Category 2: If you want to sit a little closer to the field, hopefully you have enough change on hand: in category 2, the prices for a group game start at 150 euros, 175 euros are due for the round of 16 and 200 for the quarter-finals. The opening game or a semi-final costs 400 euros to book, the final costs a whopping 600 euros per ticket.
Category 1: Even if the name suggests it: Category 1 does not mean the best places at the European Football Championship. The prices are absolutely royal: it starts with 200 euros for a group game. The round of 16 in this category already costs 250 euros, a game in the quarter-finals 300. In the semi-finals this price doubles again to 600 euros. And if you want to see the final on a Category 1 pitch, you’ll pay a whopping 1,000 euros.

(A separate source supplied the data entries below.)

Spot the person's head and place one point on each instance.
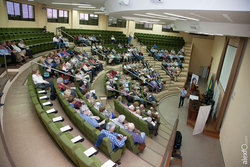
(121, 119)
(119, 98)
(110, 127)
(84, 109)
(71, 99)
(59, 80)
(131, 126)
(84, 91)
(35, 71)
(149, 119)
(67, 93)
(138, 112)
(194, 80)
(102, 108)
(125, 102)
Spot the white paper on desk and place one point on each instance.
(42, 91)
(50, 111)
(90, 151)
(192, 97)
(65, 128)
(92, 91)
(56, 119)
(76, 139)
(43, 97)
(46, 103)
(109, 163)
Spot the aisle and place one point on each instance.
(196, 150)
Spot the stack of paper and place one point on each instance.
(47, 103)
(77, 139)
(65, 128)
(51, 111)
(43, 97)
(56, 119)
(42, 91)
(89, 152)
(109, 163)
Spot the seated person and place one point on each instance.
(120, 122)
(22, 46)
(60, 84)
(106, 113)
(152, 126)
(138, 137)
(38, 79)
(109, 132)
(94, 121)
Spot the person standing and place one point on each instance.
(182, 97)
(129, 39)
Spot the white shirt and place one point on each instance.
(21, 45)
(68, 65)
(38, 79)
(55, 39)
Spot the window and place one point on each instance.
(114, 22)
(19, 11)
(145, 26)
(57, 16)
(88, 19)
(167, 28)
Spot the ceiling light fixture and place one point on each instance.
(201, 16)
(227, 17)
(87, 7)
(189, 18)
(60, 3)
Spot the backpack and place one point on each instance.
(53, 97)
(178, 140)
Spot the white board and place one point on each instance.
(201, 119)
(227, 66)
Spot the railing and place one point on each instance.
(169, 149)
(60, 30)
(104, 56)
(6, 68)
(157, 60)
(137, 77)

In addition to the “normal” ticket prices, a “Prime Seats” category is added. These are places at the center line. Here fans have to pay between 50 and 133 percent of the regular price for Category 1 – a “prime seat” for the final in Berlin costs 2,000 euros, and 400 euros for the group games.

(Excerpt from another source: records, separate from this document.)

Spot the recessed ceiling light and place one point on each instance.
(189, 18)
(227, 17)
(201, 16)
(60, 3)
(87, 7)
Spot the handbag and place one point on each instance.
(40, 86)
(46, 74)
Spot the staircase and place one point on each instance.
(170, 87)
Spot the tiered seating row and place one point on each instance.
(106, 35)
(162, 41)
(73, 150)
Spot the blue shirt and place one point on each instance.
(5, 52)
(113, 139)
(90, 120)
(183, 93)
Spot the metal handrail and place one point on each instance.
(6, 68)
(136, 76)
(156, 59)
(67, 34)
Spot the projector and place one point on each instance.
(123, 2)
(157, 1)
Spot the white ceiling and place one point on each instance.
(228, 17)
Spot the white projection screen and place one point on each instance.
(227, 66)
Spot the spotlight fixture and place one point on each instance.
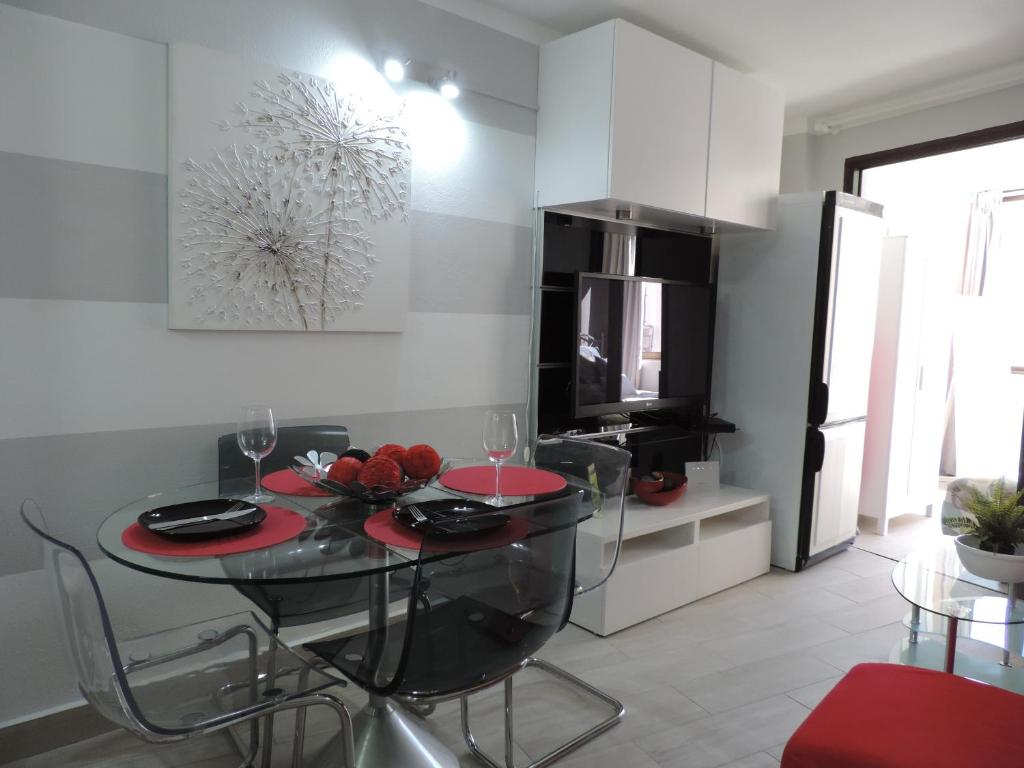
(448, 87)
(394, 70)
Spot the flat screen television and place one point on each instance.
(643, 343)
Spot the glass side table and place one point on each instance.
(935, 582)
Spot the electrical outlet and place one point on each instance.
(702, 473)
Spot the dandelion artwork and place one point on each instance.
(293, 221)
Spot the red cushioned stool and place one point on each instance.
(888, 716)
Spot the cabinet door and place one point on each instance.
(659, 118)
(745, 153)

The only way to spend more money on EM tickets is the VIP packages with access to your own box, drinks and food. They are said to cost several thousand euros each.
Is there a secondary market for the tickets?
Almost everyone has experienced coveted tickets for sporting events or concerts selling out faster than you could say “advance sale”. In some cases there is a so-called secondary market, for example for fans who become ill and want to resell their tickets at short notice. As things currently stand, there will be no such secondary market for the European Football Championship.
And you should also stay away from third-party providers such as ticket exchanges or classified ads. On the one hand, because the prices on these portals are in most cases significantly higher than the original price, and on the other hand because the EM tickets are personalized. The names of the respective cardholders will be requested in advance and, under certain circumstances, compared with their ID card at the stadiums.
If you want to increase your ticket chances for a German national team game, you should take a close look at the game schedule. Although it is still completely empty, it is already clear when and where the host country (i.e. Germany) will play in the group phase:
The DFB team will play the opening game in Munich, then travel to Stuttgart and finally Frankfurt. With a bit of luck, anyone who applies for these stadiums could actually get tickets for the DFB games.
I am Pierce Boyd, a driven and ambitious professional working in the news industry. I have been writing for 24 Hours Worlds for over five years, specializing in sports section coverage. During my tenure at the publication, I have built an impressive portfolio of articles that has earned me a reputation as an experienced journalist and content creator.